Institutionalizing a theater so that it becomes an established entity on which several people depend for jobs and income and the continuation of which has assumed priority over every other consideration has been known to be the downfall of a few theaters. The famed Provincetown Players and the Washington Square Players both ultimately disappeared from the scene because of their own success. Having attracted critical attention, they were forced to match or surpass each successful production in the next season or close down. “Art for art’s sake,” which had been the unofficial motto of the Washington Square Players, was overshadowed by the need to meet the expectations of audiences and critics. They’d become “established” and could no longer be solely true to their original ideals and survive. In the case of the Washington Square Players, the advent of World War I disbursed most of its creative personnel, and it was reborn after the war as the Theatre Guild, essentially a commercial Broadway production company. Even had it not been for the war, however, it’s unlikely the Players could have continued as an art theater once it had become an institution. (Another repercussion of the success of the WSP was that its members, having become well-known, moved on to the commercial stage and, a few years later, the movies.)

This isn’t to argue that success is a poison pill for theaters. Allowing that success to be translated into institutionalization, however, may be the road to disaster. When the theater’s inner vision is clouded by the need to succeed in critical and financial terms, just in order to maintain a coveted position in the community, perhaps a reevaluation of the theater’s priorities is in order. As the new NEA chairman, Rocco Landesman, put it in the New York Times recently, “There are some institutions on the precipice that should go over it.” (Landesman was speaking of a financial precipice, but an artistic one fits just as accurately.) It might also behoove the critics and community leaders to reexamine why they want a theater at all and what they expect of it. Fighting to keep a theater alive just so it can occupy an otherwise useless building may, in the end, not be worth the effort. A man on total life support in the most technologically advanced hospital is surely not really alive. Perhaps it’s just his time to go.

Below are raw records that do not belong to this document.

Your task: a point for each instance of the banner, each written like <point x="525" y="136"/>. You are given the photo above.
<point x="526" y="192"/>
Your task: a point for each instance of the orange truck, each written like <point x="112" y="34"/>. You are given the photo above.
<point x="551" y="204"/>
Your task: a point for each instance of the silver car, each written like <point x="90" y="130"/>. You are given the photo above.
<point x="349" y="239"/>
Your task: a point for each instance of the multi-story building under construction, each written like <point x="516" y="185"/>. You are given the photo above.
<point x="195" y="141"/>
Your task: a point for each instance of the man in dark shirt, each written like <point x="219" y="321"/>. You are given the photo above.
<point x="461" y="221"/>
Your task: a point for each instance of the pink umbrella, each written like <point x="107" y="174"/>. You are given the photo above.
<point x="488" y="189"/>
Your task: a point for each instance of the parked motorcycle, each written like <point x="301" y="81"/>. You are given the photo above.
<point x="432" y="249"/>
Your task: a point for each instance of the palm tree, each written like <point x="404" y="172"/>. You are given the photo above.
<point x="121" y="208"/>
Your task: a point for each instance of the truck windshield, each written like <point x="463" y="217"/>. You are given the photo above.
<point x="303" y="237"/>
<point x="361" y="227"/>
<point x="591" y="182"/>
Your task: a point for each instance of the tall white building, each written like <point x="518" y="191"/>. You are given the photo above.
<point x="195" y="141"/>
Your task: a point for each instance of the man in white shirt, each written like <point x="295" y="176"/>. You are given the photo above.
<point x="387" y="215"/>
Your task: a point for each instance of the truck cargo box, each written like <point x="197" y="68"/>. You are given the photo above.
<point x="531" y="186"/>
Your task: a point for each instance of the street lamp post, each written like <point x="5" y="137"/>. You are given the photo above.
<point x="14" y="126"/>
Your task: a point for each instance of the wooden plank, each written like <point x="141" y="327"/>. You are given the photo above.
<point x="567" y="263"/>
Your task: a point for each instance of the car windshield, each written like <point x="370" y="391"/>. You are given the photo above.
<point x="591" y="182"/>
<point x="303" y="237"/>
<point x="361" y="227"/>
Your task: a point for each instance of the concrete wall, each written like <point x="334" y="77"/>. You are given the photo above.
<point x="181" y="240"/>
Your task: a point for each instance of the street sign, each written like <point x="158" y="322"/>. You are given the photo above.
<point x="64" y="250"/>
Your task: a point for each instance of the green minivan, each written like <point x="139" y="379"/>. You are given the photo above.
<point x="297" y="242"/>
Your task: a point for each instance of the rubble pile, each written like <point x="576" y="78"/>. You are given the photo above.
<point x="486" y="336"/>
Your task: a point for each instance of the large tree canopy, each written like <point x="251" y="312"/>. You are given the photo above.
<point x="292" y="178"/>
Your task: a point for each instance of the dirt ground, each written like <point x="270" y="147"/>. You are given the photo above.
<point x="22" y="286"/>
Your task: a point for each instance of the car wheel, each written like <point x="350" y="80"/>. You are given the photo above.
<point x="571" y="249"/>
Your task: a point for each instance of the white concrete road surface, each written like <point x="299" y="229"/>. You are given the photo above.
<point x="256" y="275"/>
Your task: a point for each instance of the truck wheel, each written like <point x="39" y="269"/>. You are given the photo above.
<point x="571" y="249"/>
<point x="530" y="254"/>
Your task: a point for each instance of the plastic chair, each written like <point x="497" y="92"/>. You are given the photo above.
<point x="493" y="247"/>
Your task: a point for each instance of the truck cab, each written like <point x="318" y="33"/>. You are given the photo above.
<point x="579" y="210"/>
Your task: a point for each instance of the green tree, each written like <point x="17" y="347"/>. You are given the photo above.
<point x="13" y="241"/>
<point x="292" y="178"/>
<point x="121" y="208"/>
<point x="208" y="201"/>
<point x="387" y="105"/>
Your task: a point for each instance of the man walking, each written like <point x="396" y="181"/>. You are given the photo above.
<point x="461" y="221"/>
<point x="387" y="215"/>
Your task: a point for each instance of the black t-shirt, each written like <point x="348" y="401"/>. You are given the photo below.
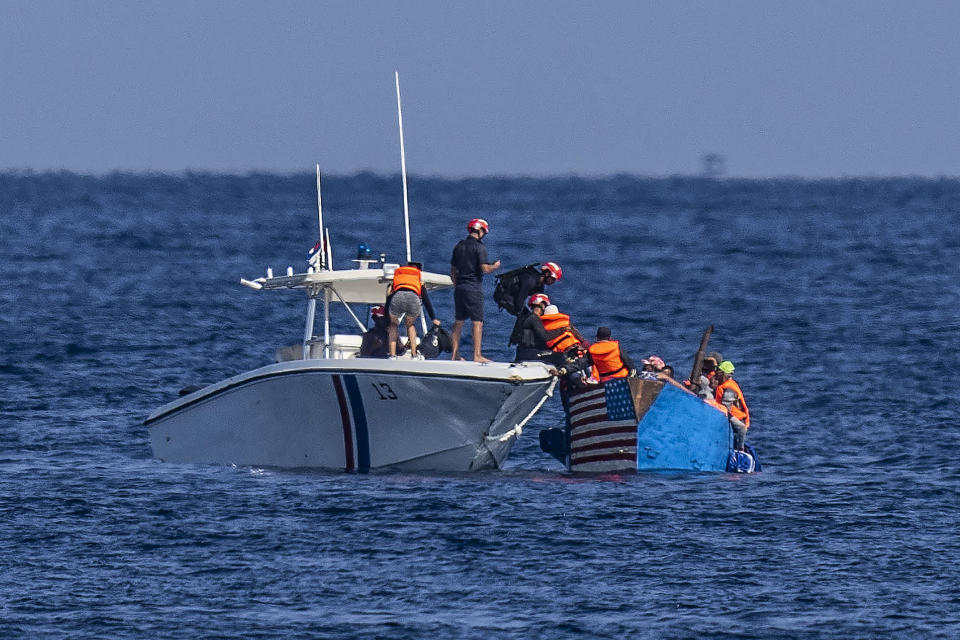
<point x="468" y="256"/>
<point x="529" y="284"/>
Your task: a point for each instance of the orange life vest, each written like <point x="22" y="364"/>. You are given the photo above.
<point x="553" y="321"/>
<point x="607" y="363"/>
<point x="407" y="278"/>
<point x="739" y="408"/>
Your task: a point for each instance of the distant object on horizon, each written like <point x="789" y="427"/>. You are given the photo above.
<point x="714" y="165"/>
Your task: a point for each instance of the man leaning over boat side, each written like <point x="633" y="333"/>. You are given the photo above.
<point x="533" y="336"/>
<point x="406" y="296"/>
<point x="468" y="264"/>
<point x="729" y="394"/>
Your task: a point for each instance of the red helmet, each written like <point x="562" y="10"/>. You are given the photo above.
<point x="552" y="269"/>
<point x="478" y="223"/>
<point x="537" y="299"/>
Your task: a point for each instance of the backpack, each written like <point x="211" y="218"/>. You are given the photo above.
<point x="434" y="342"/>
<point x="507" y="285"/>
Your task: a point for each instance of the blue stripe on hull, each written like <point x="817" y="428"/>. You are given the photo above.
<point x="680" y="431"/>
<point x="359" y="423"/>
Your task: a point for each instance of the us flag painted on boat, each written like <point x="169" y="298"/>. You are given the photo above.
<point x="603" y="428"/>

At bottom, we must remember that theater’s an art form. Despite its commercial and institutional aspects and possibilities, it’s the art that’s its essence. When it comes time to replace a theater’s directorship, administrators and trustees need to remember why their particular theater was founded in the first place. Just finding someone who can successfully put asses in seats may be an answer, but it may not be the right answer. If a company cannot continue the artistic vision that was its raison d’être, either because a new leadership can’t follow through on the founders’ concepts or can’t find its own, equally valid ones, perhaps there’s no rationale for continuing the institution that is the shell of that vision. Preserving form with no content is the province of museums, not theaters.

[An earlier version of this essay was published as "Art and the Institution" in Directions (Theater Trustees of America, No. 13 [Winter 1989]: 9-10). It was a response to Zeigler’s column. (I also published an essay on the WSP, mentioned as an example above: "The Washington Square Players: Art for Art's Sake," Theatre History Studies no. 25 (2005): 149-72.]